9. A method according to claim 8, wherein the dimensionality reduction is by t-distributed stochastic neighbour embedding.

10. A method according to any of claims 1 to 9, wherein the preparing comprises preparing a plurality of images in a grid for presenting that grid.

11. A method according to any of claims 1 to 10, wherein the preparing comprises identifying similar data instances to one or more selected data instance by a Bayesian sets method for presenting those similar data instances.

12. A method of producing a computational model for estimating vehicle damage repair with a machine learning model comprising:

receiving a plurality of unlabelled vehicle images;

processing the vehicle images by the machine learning model;

preparing a subgroup of the vehicle images for presentation to a user for labelling or label verification;

receiving label verification or user re-labelling or user labelling of the subgroup; and

re-processing the plurality of vehicle images by the machine learning model.

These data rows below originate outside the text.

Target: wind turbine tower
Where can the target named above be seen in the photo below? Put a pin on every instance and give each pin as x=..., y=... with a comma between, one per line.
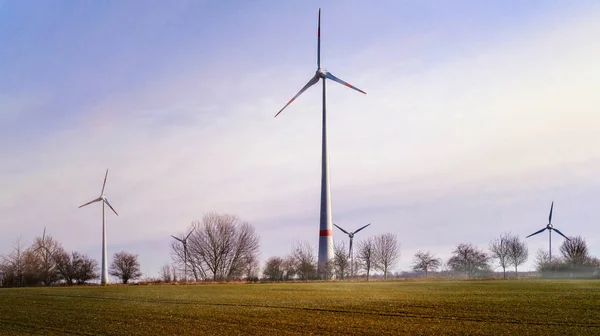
x=550, y=228
x=325, y=223
x=350, y=251
x=184, y=242
x=104, y=200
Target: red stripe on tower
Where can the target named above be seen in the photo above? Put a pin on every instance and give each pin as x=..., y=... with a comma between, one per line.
x=325, y=233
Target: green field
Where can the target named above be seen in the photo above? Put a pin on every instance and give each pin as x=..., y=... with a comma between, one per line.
x=374, y=308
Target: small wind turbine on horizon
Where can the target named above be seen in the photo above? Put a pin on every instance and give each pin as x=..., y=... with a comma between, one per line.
x=104, y=200
x=325, y=227
x=184, y=242
x=550, y=228
x=350, y=251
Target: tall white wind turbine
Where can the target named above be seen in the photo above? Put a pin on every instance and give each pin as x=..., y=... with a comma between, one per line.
x=184, y=242
x=104, y=200
x=550, y=228
x=350, y=251
x=325, y=226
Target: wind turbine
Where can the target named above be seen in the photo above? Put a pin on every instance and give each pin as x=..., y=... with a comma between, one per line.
x=325, y=227
x=550, y=228
x=184, y=242
x=104, y=200
x=351, y=236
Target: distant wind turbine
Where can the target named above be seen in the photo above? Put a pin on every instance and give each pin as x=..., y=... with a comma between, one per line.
x=184, y=242
x=550, y=228
x=351, y=236
x=325, y=227
x=104, y=200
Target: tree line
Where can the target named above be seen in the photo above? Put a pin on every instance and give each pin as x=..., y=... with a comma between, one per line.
x=46, y=263
x=222, y=247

13. A method according to claim 12, further comprising determining a targeted subgroup of the vehicle images for targeted presentation to a user for labelling and label verification of that targeted subgroup.

14. A method according to claim 12 or 13, wherein the preparing comprises any of the steps according to any of claims 4 to 11.

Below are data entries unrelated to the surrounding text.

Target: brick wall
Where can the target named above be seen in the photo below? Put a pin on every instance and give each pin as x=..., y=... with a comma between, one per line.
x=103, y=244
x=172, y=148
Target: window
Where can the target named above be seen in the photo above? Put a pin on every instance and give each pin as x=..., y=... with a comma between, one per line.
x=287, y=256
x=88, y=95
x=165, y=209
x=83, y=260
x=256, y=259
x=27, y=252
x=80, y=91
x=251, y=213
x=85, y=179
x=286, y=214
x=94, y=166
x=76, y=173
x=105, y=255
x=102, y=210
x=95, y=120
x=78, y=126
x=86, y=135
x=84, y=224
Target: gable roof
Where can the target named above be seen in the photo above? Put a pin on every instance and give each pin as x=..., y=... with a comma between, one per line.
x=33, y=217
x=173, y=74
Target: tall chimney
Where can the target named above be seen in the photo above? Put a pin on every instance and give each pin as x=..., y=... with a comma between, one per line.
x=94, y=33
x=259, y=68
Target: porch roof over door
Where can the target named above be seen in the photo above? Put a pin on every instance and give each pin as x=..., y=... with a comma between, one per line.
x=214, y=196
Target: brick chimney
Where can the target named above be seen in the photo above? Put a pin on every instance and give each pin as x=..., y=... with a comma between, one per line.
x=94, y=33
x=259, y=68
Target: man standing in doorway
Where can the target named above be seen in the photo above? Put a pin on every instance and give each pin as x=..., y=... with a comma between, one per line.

15. A method according to any of claims 12 to 14, further comprising:

receiving a plurality of non-vehicle images with the plurality of unlabelled vehicle images;

processing the non-vehicle images with the vehicle images by the machine learning model;

preparing the non-vehicle images for presentation to a user for verification;

receiving verification of the non-vehicle images; and

removing the non-vehicle images to produce a plurality of unlabelled vehicle images.

16. A method according to any of claims 12 to 15, wherein the subgroup of vehicle images all show a specific vehicle part.

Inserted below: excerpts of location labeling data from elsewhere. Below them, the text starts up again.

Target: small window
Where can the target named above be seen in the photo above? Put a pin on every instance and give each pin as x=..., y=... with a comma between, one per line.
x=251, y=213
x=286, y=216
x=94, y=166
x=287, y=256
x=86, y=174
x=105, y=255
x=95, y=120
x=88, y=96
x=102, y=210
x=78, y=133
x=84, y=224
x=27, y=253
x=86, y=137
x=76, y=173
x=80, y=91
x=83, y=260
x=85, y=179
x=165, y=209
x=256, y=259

17. A method according to any of claims 12 to 16, wherein the subgroup of vehicle images all show a specific vehicle part in a damaged condition.

18. A method according to any of claims 12 to 17, wherein the subgroup of vehicle images all show a specific vehicle part in a damaged condition capable of repair.

19. A method according to any of claims 12 to 17, wherein the subgroup of vehicle images all show a specific vehicle part in a damaged condition suitable for replacement.

20. A computational model for estimating vehicle damage repair produced by a method according to any of claims 12 to 19.

21. A computational model according to claim 20 adapted to compute a repair cost estimate by:

identifying from an image one or more damaged parts;

identifying whether the damaged part is capable of repair or suitable for replacement; and

calculating a repair cost estimate for the vehicle damage.

22. A computational model according to claim 21 further adapted to compute a certainty of the repair cost estimate.

23. A computational model according to claim 21 or 22 further adapted to determine a write-off recommendation.

24. A computational model according to any of claims 21 to 23 further adapted to compute its output conditional on a plurality of images of a damaged vehicle for estimating vehicle damage repair.

25. A computational model according to any of claims 21 to 24 further adapted to compute an estimate for internal damage.

26. A computational model according to any of claims 21 to 25 further adapted to request one or more further images from a user.

27. Software adapted to produce a computational model according to any of claims 20 to 26.

28. A processor adapted to produce a computational model according to any of claims 20 to 26.

29. A method of modelling data substantially as herein described and/or as illustrated with reference to the accompanying figures.

30. A method of producing a computational model for estimating vehicle damage repair substantially as herein described and/or as illustrated with reference to the accompanying figures.

31. A computational model substantially as herein described and/or as illustrated with reference to the accompanying figures.

32. Software for modelling data substantially as herein described and/or as illustrated with reference to the accompanying figures.

33. A system for modelling data substantially as herein described and/or as illustrated with reference to the accompanying figures.